Much more from Bono and U2 is to come. Their new album, How to Dismantle an Atomic Bomb, is due out in late November, to be followed by a world tour. Next year also marks the 25th anniversary of their first album, Boy, and a flurry of books and commemorative items are in production. The band will be inducted into the Rock ‘n’ Roll Hall of Fame in 2005, and Bono will likely be nominated, again, for the Nobel Peace Prize for his work on behalf of the world’s neediest. And so the legend lives on. Canonization starts to sound less and less improbable.

“Pop culture challenges religious practice, while simultaneously drawing upon the wealth of spiritual traditions,” Whiteley notes. There might not be a better example of pop culture in the pulpit than the sermons in Get Up Off Your Knees. There probably isn’t a better example of a prophet in pop culture than an Irishman called Bono Vox.

Scott Calhoun is an assistant professor in Cedarville University’s Department of Language and Literature and a contributing writer for www.atU2.com.

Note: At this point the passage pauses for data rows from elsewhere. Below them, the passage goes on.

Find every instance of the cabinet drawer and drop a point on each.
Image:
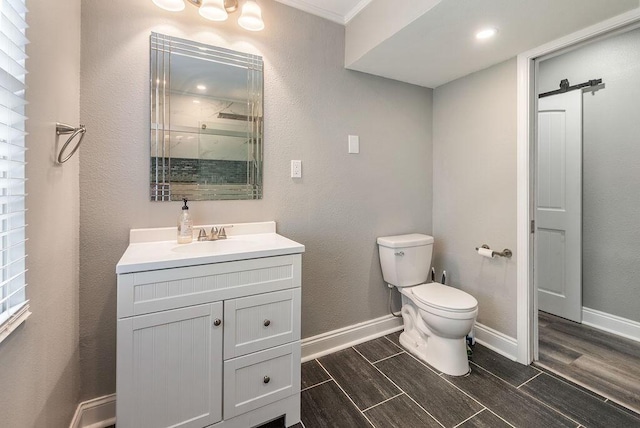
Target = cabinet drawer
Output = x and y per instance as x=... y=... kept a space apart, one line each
x=160 y=290
x=261 y=378
x=262 y=321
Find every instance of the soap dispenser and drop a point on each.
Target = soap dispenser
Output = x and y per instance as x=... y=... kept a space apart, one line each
x=185 y=225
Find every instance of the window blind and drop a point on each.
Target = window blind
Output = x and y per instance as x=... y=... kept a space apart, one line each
x=14 y=308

1. Kevin Byrne, “Biography: Bono,” (Feb. 19, 2004). www.atu2.com/band/bono

2. In addition to Whiteley and Maynard’s collection, several other books have addressed the spiritual nature of the band in some way. In 2001, Steve Stockman, an Irish minister and radio show host, published Walk On: The Spiritual Journey of U2 (Relevant Books, 2001). Others include Faith, God, and Rock ‘n’ Roll, by Mark Joseph (Sanctuary, 2003); Spiritual Journeys: How Faith Has Influenced Twelve Music Icons (Relevant Books, 2003); and The U2 Reader: A Quarter Century of Commentary, Criticism, and Reviews, comp. and ed. by Hank Bordowitz (Hal Leonard, 2003). Readers of Christianity Today will surely recall the March 2003 cover story on Bono and the ensuing website postings. Most recently, Bono’s faith was the subject of the cover story for the March/April 2004 issue of Relevant.